Monday 16 December 2019

Neville Chamberlain: Prime Minister and Amateur Entomologist

Arthur Neville Chamberlain
by Walter Stoneman in 1921
NPG x166506
©National Portrait Gallery
In the aftermath of last week’s General Election I was reminded of the degree of ignorance of the natural world displayed by the politicians of my lifetime. Not that any dare display such a knowledge since the half-educated ignoramuses employed by the news media would soon have them labelled as nerds unsuitable for public office.

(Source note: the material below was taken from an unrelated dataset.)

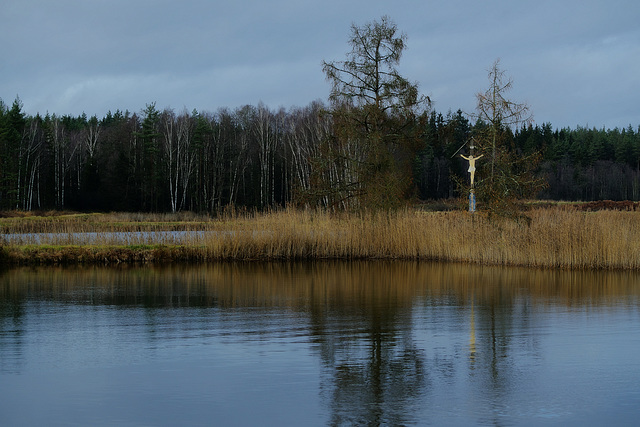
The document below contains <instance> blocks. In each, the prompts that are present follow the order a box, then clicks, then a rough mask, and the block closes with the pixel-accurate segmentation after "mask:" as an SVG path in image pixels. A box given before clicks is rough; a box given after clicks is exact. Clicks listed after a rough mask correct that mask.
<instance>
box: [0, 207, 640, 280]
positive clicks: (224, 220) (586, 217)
mask: <svg viewBox="0 0 640 427" xmlns="http://www.w3.org/2000/svg"><path fill="white" fill-rule="evenodd" d="M528 215H529V217H530V218H531V221H530V222H527V223H525V222H520V223H518V222H513V221H507V220H495V219H489V218H487V217H486V216H484V215H483V214H482V213H476V214H474V215H471V214H469V213H468V212H461V211H450V212H424V211H420V210H411V209H408V210H402V211H399V212H393V213H378V214H359V215H355V214H342V215H332V214H329V213H325V212H312V211H300V210H293V209H289V210H285V211H281V212H273V213H269V214H255V215H252V214H237V213H230V214H228V215H226V216H224V217H222V218H217V219H214V218H210V217H206V216H197V215H193V214H182V215H181V216H170V215H159V216H152V215H138V214H93V215H61V216H56V217H29V218H4V219H2V220H0V227H1V228H2V230H3V232H4V233H60V234H58V235H56V236H53V237H51V239H52V241H47V242H46V244H29V243H27V244H8V243H6V242H5V243H3V244H2V249H1V251H2V253H1V255H0V256H1V257H2V259H3V261H4V262H5V263H10V264H39V263H44V264H50V263H118V262H167V261H197V262H200V261H207V260H294V259H296V260H299V259H425V260H446V261H458V262H472V263H481V264H502V265H522V266H536V267H551V268H580V269H583V268H605V269H640V243H639V242H640V213H638V212H631V211H610V210H604V211H597V212H583V211H580V210H578V209H574V208H571V207H563V208H561V207H551V208H534V209H532V210H531V211H530V212H528ZM140 230H151V231H161V230H200V231H204V232H205V233H200V234H197V235H195V234H194V235H193V236H192V237H188V238H186V240H185V239H183V240H181V241H180V242H177V241H175V240H174V239H172V238H171V237H170V236H167V235H164V234H163V235H158V236H157V237H154V235H153V233H151V234H150V235H148V236H145V237H144V238H142V237H141V238H140V239H139V241H136V243H135V245H118V244H114V243H113V241H112V238H111V236H110V233H113V232H118V233H133V232H137V231H140ZM86 232H94V233H98V237H97V238H96V240H95V241H94V242H92V243H91V244H87V245H79V244H77V243H74V237H73V236H72V233H86ZM56 240H57V241H56Z"/></svg>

I did learn though that one British Prime Minister who was derided for other reasons was a very keen amateur entomologist and a member of the Royal Entomological Society. That was Neville Chamberlain (1869-1940), PM from May 1937 until May 1940. In the April 1940 issue of Animal & Zoo Magazine, published shortly before he resigned in the fallout from the disastrous Norwegian Campaign and was replaced by Winston Churchill, Chamberlain was said to have collected ‘one of the finest series of moths in the country’. The article continued:

Young Mr. Chamberlain was an authority on the groups of little moths known as pugs. He had selected them for his special branch of investigation, and he used to collect specimens exhibiting a very wide range of colour-form in order to camouflage with their surroundings.

The biographies of Chamberlain also note that his interest in insects began at Rugby School. He continued to study and collect insects when he was sent by his father to set up a sisal plantation in the Bahamas. After six years and failure of the business he returned to Birmingham where he had success in business, local and then national politics.

During his time in business and in government Chamberlain was a keen birdwatcher, contributing to the annual reports on birds in London’s Royal Parks. He was of course catching the tail-end of the huge interest in natural history, with a plethora of local natural history societies catering for all aspects, that gripped mid and late Victorian Britain.

But Chamberlain will never be remembered for his interest in natural history. His holding the ill-fated Munich Agreement aloft on his return from the meeting with Hitler in September 1938 and uttering ‘Peace In Our Time’ will forever be in the national psyche even though that delay to armed conflict with Germany allowed Britain to rebuild its forces and replace its biplane fighters with Hawker’s Hurricane and Supermarine’s Spitfire, the sound of which—to those of us born to the resonance of, and Doppler effect on, the Merlin engines overhead—is imprinted in our brains.